The Great Job Hunt Of 2013

A few sectors are on a hiring binge. But most are waiting for the good times to roll in

Chitra Narayanan & Shrutika Verma

The job market is like a dead man’s ECG — flat!” 
– Rohtash Mal, chairman, Equitigro, an agri startup, on Twitter


“Hiring is on full swing for the entry level. Capgemini, Sybase and other IT majors have walk-in drives almost every second weekend.” 
– Nabomita Mazumdar, community manager, Cite HR 

“We have positions that remain open forever. In IT , especially, it is bad.” 
– Dony Kuriakose, director and CEO, Edge Executive Search


The job market this year is like the story of the five blind men and an elephant, where each comes up with a different description of the animal. Depending on which sector and which level you are looking at, it is different strokes for different folks. So, if you are in infrastructure or auto, you will support Mal’s view. If you are a graduate with skill sets such as knowledge of cloud computing or digital media, you will agree with Mazumdar. And if you are a mid- to top-level executive, you will nod at Kuriakose’s comment.

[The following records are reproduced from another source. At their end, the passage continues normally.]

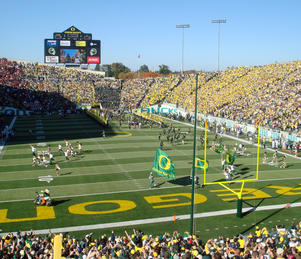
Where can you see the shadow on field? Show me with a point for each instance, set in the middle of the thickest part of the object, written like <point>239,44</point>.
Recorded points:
<point>58,202</point>
<point>184,181</point>
<point>53,128</point>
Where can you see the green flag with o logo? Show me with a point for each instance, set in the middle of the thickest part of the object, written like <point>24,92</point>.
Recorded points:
<point>163,166</point>
<point>201,164</point>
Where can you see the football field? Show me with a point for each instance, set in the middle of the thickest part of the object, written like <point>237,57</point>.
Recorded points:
<point>106,186</point>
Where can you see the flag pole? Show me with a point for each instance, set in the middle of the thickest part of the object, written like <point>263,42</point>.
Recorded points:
<point>194,160</point>
<point>138,64</point>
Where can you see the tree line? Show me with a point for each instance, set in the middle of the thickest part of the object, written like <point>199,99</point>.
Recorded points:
<point>120,71</point>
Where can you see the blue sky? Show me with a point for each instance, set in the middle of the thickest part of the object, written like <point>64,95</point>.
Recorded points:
<point>256,32</point>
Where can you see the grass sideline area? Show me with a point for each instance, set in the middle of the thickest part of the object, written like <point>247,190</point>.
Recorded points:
<point>107,185</point>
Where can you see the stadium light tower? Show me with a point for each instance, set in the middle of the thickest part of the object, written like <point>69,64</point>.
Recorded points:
<point>219,25</point>
<point>183,26</point>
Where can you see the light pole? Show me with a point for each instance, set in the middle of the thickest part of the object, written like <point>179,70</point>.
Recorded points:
<point>183,26</point>
<point>219,24</point>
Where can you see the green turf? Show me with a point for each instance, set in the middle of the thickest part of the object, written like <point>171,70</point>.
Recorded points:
<point>113,173</point>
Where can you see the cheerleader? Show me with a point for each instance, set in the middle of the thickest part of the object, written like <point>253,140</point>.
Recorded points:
<point>283,162</point>
<point>275,157</point>
<point>34,160</point>
<point>57,169</point>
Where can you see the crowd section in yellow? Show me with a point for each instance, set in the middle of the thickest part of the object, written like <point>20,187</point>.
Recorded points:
<point>269,92</point>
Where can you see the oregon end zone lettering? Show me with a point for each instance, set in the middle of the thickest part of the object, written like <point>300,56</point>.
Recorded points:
<point>198,198</point>
<point>42,214</point>
<point>80,209</point>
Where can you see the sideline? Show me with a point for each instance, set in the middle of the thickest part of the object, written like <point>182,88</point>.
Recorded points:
<point>234,138</point>
<point>160,220</point>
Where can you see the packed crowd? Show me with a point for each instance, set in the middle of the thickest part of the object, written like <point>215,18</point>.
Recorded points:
<point>244,94</point>
<point>280,242</point>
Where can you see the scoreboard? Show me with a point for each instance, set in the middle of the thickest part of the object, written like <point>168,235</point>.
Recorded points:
<point>72,47</point>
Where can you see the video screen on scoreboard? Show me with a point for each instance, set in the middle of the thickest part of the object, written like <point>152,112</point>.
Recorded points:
<point>76,56</point>
<point>72,52</point>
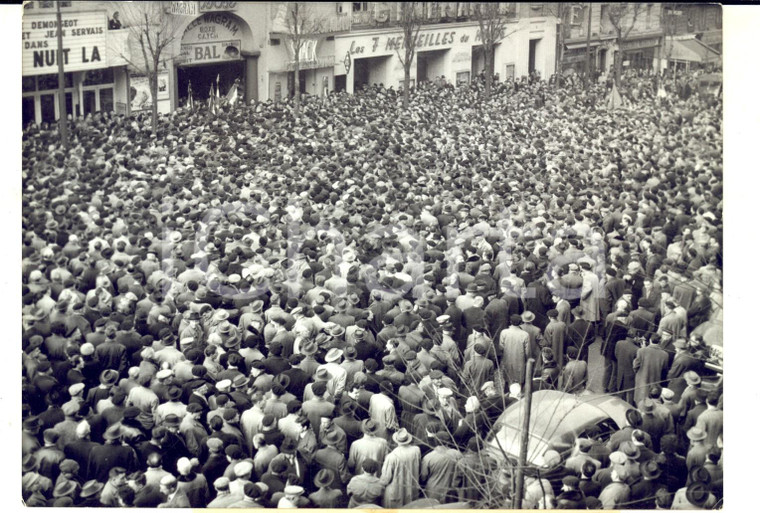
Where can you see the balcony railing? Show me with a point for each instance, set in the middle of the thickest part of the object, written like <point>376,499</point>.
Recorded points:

Replacement jobs are especially hard to fill. Not just that: at the higher levels of management, companies are asking one person to even perform two people’s jobs. But if you look at the overall picture, there certainly has been some amount of growth in the job market. 

So Where’s The Growth?
Let’s first tell you where there aren’t any jobs. Telecom and auto are bleak, racked by de-growth and layoffs. Grim stories are coming from the infrastructure, construction and manufacturing sectors — declining profits,
investor pressure, political uncertainty and policy paralysis have made recruiters cautious. Jobs are stagnating in media and entertainment, advertising and agriculture, too. 

But hospitality is on a hiring spree. With 12,000
hotel rooms added across the country last year alone, the segment needs people and has recorded a healthy 35 per cent growth in jobs year on year. Says Ashwin Shirali, regional director of HR at Accor India: “A year ago, we had 3,500 employees, today we have 4,500. A year from now, we expect to be 6,000.” Accor has 21 hotels in India and is adding another 10, for which it is hiring, says Shirali. Other hotel chains are also projecting a 30 per cent-plus growth in jobs in the coming quarters.

Consultancy firms such as PwC, which have strong practices in taxation and accountancy, have added robustly. “In the April-June quarter, our total hires went up 13 per cent from last year. Most of them were campus hires,” says Mark Driscoll, human capital leader for PwC India. But the hires, he admits, have mostly followed growth. “Growth is coming in double digits in our taxation and accounting practices, but there is a mood of caution in our government practice and utilities practice,” he says, pointing out how the impending elections next year are making clients take a ‘wait and watch’ approach.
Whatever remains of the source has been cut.